During his priesthood, Bishop Latino served in parishes in New Orleans, Metairie, Houma and Thibodaux. When the Diocese of Houma-Thibodaux was established in 1977, he remained a part of the new diocese and served in many capacities there including: rector of St. Francis de Sales Cathedral, defender of the bond, chancellor, and Vicar General. In 1983 Pope John Paul II named him a Prelate of Honor with the title of monsignor.
He was appointed 10th Bishop of Jackson on January 3, 2003, and was ordained a bishop and installed on March 7, 2003 in the Cathedral of Saint Peter the Apostle in Jackson. He retired on Dec. 12, 2013.
Coat of Arms
by Deacon Paul J. Sullivan
The episcopal heraldic achievement of Bishop Joseph Latino’s coat of arms is composed of a shield, with its charges (symbols), a motto scroll and the external ornaments. The shield, which is the central and most important feature of any heraldic device, is described (blazoned) in 12th century terms, that are archaic to our modern language, and this description is done as if being given by the bearer with the shield being worn on the arm.
Thus, it must be remembered, where it applies, that the terms dexter and sinister are reversed as the device is viewed from the front. By heraldic tradition, the arms of the bishop of a diocese, called the “Ordinary,” are joined to the arms of his jurisdiction, seen in the dexter impalement (left side) of the shield. In this case, these are arms of the Diocese of Jackson.
The external ornaments are the processional cross, which extends above and below the shield, and a pontifical hat, called a “gallero,” with its six tassels, in three rows, on either side of the shield, all in green. These are the heraldic insignia of a prelate of the rank of bishop by instruction of The Holy See of March 31, 1969.
The arms of Bishop Latino are divided into four sections that looks like an “X,” heraldically known as a “saltair,” with gold and red vertical bars in the top and bottom and silver fields on either side, are the ancient arms of the Kingdom of Sicily, used here to reflect Bishop Latino’s Sicilian heritage.

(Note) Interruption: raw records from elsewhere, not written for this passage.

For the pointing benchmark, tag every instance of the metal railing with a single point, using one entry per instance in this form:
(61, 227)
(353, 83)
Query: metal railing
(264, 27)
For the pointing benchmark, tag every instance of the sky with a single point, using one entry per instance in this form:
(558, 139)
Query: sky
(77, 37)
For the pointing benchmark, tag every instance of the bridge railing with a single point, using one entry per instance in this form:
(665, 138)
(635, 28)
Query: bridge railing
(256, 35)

In the base the gold bars have been replaced by a golden carpenter’s square, issuant from the sides, to honor the bishop’s baptismal patron, St. Joseph. This arrangement is used in the arms of the Diocese of Houma-Thibodaux where Bishop Latino was serving as vicar general when he was called to be Bishop of Jackson.

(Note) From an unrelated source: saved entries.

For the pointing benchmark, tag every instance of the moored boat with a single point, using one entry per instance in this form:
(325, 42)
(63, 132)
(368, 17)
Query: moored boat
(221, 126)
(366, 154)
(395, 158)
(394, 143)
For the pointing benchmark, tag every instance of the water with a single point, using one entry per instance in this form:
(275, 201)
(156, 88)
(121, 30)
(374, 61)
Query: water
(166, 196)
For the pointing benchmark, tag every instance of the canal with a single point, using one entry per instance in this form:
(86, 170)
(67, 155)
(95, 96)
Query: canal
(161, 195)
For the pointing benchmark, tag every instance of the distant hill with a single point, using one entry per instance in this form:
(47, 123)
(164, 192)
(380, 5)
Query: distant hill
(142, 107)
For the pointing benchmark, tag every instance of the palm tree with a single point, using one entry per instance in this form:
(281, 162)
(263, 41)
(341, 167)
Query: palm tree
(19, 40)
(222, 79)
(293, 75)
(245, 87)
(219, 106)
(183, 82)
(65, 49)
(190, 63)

In the silver fields on either side of the design, the black displayed eagles of the Sicilian arms have been replaced by a blue fleur-de-lis and a blue magnolia blossom to reflect the heritage that has come to the bishop from New Orleans, where the bishop was born, and the surrounding region.
The pattern of blue and silver in the lower left half of the shield is first of all a reference to the Mississippi River, which has given its name to the state which is served by the diocese. It is also a proclamation of Catholicism’s insistence on the necessity of baptism, wherein we die and rise with Christ, so as to enter into his glory.
The cross potent is a symbol of the power latent in the Cross of Christ, bespeaking the triumph of the Gospel over the paganism of the early inhabitants of the region embraced by the diocese. This symbolism is enhanced by the gold field, which bespeaks divinity, thus referring to the Son of God, the object of the Catholic Faith.
For his motto, Bishop Latino has selected the phrase “UT UNUM SINT,” which is Latin for “That all may be one.” This phrase, taken from St. John’s Gospel (John 17:11) expresses Bishop Latino’s profound belief that as each of us in one in Christ by our baptism, so may we all be one in the brotherhood of belief in him who came to save the world.